2008.049
Inrichtingsplan vernieuwde cliëntenparticipatie Inleiding Een vernieuwd UWV betekent ook een vernieuwde cliëntenparticipatie. Bovendien houdt de fusie tussen CWI en UWV per 1 januari 2009 onder meer in dat per die datum de cliëntenparticipatie voor CWI komt te vervallen. De overlegpartner houdt immers op te bestaan als organisatie. Over de vormgeving van een nieuwe cliëntenparticipatie heeft UWV in maart-april 2008 een consultatieronde gehouden bij de cliëntenraden UWV en CWI, de belangenorganisaties en de Landelijke Cliëntenraad. Op basis daarvan komen we tot een inrichting van vernieuwde cliëntenparticipatie zoals in deze notitie beschreven. Deze notitie betreft de participatie van mensen die als cliënt gebruik maken van de dienstverlening van UWV. De klantgroep werkgevers is hierin niet meegenomen. De invloed van werkgevers op de dienstverlening van UWV vindt plaats via (niet geformaliseerd) overleg met werkgeversorganisaties, via accountmanagement voor de grote werkgevers en door middel van onderzoek onder werkgevers.
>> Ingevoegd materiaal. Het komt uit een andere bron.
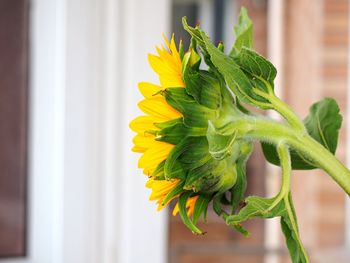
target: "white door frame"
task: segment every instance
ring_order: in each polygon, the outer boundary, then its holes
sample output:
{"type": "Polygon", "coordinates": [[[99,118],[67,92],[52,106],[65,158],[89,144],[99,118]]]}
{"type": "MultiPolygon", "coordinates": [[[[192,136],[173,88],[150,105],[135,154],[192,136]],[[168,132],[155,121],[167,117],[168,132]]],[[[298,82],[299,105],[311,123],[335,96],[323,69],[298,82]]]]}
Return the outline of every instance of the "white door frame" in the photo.
{"type": "Polygon", "coordinates": [[[166,261],[166,212],[128,123],[169,13],[169,0],[31,1],[28,256],[0,262],[166,261]]]}

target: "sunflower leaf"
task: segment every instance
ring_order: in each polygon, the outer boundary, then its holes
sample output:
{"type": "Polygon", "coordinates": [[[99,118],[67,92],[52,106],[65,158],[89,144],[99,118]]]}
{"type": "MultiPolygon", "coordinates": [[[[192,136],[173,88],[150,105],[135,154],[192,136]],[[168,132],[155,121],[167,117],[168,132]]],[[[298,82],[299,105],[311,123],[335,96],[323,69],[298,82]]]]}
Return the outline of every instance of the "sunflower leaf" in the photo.
{"type": "Polygon", "coordinates": [[[252,82],[252,86],[265,92],[266,82],[273,88],[277,75],[275,66],[266,58],[247,47],[242,47],[241,51],[234,57],[235,62],[243,69],[252,82]]]}
{"type": "Polygon", "coordinates": [[[240,52],[242,47],[253,47],[253,23],[250,20],[247,9],[241,8],[238,24],[234,27],[236,41],[230,52],[230,56],[234,56],[240,52]]]}
{"type": "MultiPolygon", "coordinates": [[[[305,127],[311,137],[335,153],[338,144],[339,129],[342,124],[342,116],[339,106],[332,98],[325,98],[314,103],[310,107],[309,115],[304,119],[305,127]]],[[[280,165],[279,158],[274,146],[262,143],[266,160],[275,165],[280,165]]],[[[307,170],[317,168],[311,160],[300,153],[291,151],[292,168],[294,170],[307,170]]]]}
{"type": "Polygon", "coordinates": [[[246,199],[246,206],[237,215],[227,216],[226,223],[235,226],[257,217],[281,217],[283,233],[285,234],[293,263],[308,263],[305,249],[299,238],[297,220],[290,194],[288,198],[280,198],[280,196],[274,198],[249,196],[246,199]]]}

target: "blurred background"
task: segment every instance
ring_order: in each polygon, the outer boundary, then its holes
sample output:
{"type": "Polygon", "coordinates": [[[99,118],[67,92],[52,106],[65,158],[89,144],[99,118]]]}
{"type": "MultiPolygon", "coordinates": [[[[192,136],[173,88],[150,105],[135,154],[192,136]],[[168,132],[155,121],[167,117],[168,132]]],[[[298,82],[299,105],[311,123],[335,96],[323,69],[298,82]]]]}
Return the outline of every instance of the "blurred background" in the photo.
{"type": "MultiPolygon", "coordinates": [[[[290,262],[278,220],[248,222],[245,238],[209,211],[194,236],[156,212],[130,150],[137,83],[158,83],[147,54],[162,32],[188,45],[187,16],[230,47],[241,6],[300,117],[338,101],[337,156],[350,164],[348,0],[0,0],[1,263],[290,262]]],[[[273,196],[279,180],[257,145],[248,192],[273,196]]],[[[311,262],[350,262],[349,198],[318,170],[294,172],[293,192],[311,262]]]]}

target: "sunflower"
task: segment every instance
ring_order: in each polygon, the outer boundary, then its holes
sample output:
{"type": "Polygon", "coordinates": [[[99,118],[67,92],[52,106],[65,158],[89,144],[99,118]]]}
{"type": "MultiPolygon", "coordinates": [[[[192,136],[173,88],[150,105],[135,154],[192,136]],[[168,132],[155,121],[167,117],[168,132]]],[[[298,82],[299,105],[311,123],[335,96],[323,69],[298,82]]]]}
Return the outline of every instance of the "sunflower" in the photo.
{"type": "MultiPolygon", "coordinates": [[[[182,79],[182,59],[174,41],[174,35],[170,39],[163,35],[165,46],[156,47],[157,55],[149,54],[148,61],[152,69],[158,74],[160,86],[148,82],[139,83],[138,87],[144,100],[139,102],[139,108],[146,114],[139,116],[130,123],[130,128],[137,133],[133,139],[134,152],[142,153],[138,167],[150,177],[146,187],[152,190],[150,200],[156,201],[158,210],[161,210],[172,199],[179,196],[182,183],[181,179],[166,179],[157,169],[163,167],[164,161],[173,150],[174,144],[158,140],[157,133],[164,123],[171,123],[183,118],[183,114],[170,106],[162,91],[169,87],[184,88],[182,79]]],[[[195,198],[195,197],[193,197],[195,198]]],[[[188,214],[191,215],[196,199],[188,200],[188,214]]],[[[175,207],[174,215],[178,208],[175,207]]]]}

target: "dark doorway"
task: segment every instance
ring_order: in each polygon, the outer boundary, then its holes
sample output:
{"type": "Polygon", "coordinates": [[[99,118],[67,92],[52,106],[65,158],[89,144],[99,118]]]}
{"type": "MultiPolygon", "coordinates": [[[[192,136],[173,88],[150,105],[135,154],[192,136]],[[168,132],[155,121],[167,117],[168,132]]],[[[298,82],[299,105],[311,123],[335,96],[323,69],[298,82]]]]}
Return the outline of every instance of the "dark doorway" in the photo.
{"type": "Polygon", "coordinates": [[[28,1],[0,1],[0,258],[26,254],[28,1]]]}

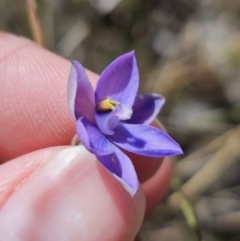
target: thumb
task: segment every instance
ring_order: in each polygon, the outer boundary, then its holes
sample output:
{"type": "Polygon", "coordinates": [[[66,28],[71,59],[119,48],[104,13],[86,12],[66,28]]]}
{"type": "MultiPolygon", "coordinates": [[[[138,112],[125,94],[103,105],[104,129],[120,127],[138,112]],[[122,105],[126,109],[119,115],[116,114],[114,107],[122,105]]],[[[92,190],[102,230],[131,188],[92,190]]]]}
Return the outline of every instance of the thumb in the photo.
{"type": "Polygon", "coordinates": [[[0,240],[130,241],[143,219],[141,190],[131,197],[84,147],[24,155],[0,176],[0,240]]]}

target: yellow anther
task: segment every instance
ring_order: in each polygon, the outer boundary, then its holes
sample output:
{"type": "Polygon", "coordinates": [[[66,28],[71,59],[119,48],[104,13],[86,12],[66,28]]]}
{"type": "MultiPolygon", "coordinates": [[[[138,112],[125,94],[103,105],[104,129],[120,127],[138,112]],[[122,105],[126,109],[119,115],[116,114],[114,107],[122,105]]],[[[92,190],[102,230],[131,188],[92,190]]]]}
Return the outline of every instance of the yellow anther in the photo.
{"type": "MultiPolygon", "coordinates": [[[[107,98],[107,99],[109,99],[109,98],[107,98]]],[[[114,106],[119,104],[119,102],[117,102],[116,100],[109,99],[109,102],[114,106]]]]}
{"type": "Polygon", "coordinates": [[[97,112],[110,112],[115,109],[115,106],[119,104],[116,100],[111,100],[110,98],[102,99],[98,102],[96,106],[97,112]]]}

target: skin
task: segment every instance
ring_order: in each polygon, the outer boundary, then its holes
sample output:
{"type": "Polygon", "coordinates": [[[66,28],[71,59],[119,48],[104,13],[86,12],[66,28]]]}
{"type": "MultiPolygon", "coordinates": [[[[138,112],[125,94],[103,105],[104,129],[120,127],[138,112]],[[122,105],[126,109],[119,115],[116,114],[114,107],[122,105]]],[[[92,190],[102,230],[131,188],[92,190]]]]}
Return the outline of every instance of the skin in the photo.
{"type": "MultiPolygon", "coordinates": [[[[145,207],[167,190],[169,160],[130,154],[142,182],[131,197],[94,155],[69,146],[69,69],[30,40],[0,33],[0,240],[132,241],[145,207]]],[[[87,74],[95,86],[98,76],[87,74]]]]}

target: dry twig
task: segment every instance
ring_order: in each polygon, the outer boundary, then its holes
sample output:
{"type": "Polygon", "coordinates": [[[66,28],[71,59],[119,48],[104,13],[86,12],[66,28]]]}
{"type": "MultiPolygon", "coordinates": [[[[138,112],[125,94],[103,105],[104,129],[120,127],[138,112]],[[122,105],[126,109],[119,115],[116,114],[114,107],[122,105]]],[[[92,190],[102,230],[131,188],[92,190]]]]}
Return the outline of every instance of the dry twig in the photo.
{"type": "MultiPolygon", "coordinates": [[[[232,166],[239,156],[240,127],[238,126],[229,138],[223,142],[221,147],[213,157],[182,187],[181,191],[189,200],[206,191],[222,173],[232,166]]],[[[174,192],[168,199],[168,203],[173,208],[178,208],[181,203],[181,194],[174,192]]]]}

De contouren van het nieuwe UWV Het UWV wordt vernieuwd. ‘Snel en goed geholpen klanten’ is het uitgangspunt voor het programma De Vernieuwing binnen UWV. 1 De contouren van het nieuwe UWV op hoofdlijnen: • Organisatie in vijf bedrijfskernfuncties: o Werk. Hierin worden de activiteiten van CWI en de re-integratietaken van UWV samengebracht; o Sociaal Medische Zaken (SMZ); o Uitkeren o Gegevensdiensten o Klant Management Organisatie (KMO) • Naast deze vijf bedrijfskernfuncties worden ook de bedrijfsfuncties Fraude, Preventie en Onderzoek (FPO) en Bezwaar en Beroep (B&B) op de Vernieuwing aangesloten. • Voor Uitkeren, SMZ, Werk en KMO wordt uitgegaan van landelijke spreiding en regionale coördinatie. Gegevensdiensten wordt als centrale functie ingericht. De huidige regioindeling met back- en frontoffices zal aansluiten bij een nieuwe indeling in elf verzorgingsgebieden. In elk verzorgingsgebied kennen we 3 soorten vestigingen (aantallen nog nader te bepalen): • de backoffice, waar met name de bedrijfskernfunctie Uitkeren wordt uitgevoerd; • de UWV-frontoffices waar de artsen en arbeidsdeskundigen van UWV gehuisvest zijn (SMZ); • de werkpleinen 2 waar gemeenten en de bedrijfskernfunctie Werk van het UWV geïntegreerd samenwerken op het gebied van intake, bemiddeling en re-integratie. Binnen UWV is KMO de regisseur van de klantprocessen. KMO zorgt voor een optimale borging van het belang van de klant, over alle bedrijfskernfuncties heen.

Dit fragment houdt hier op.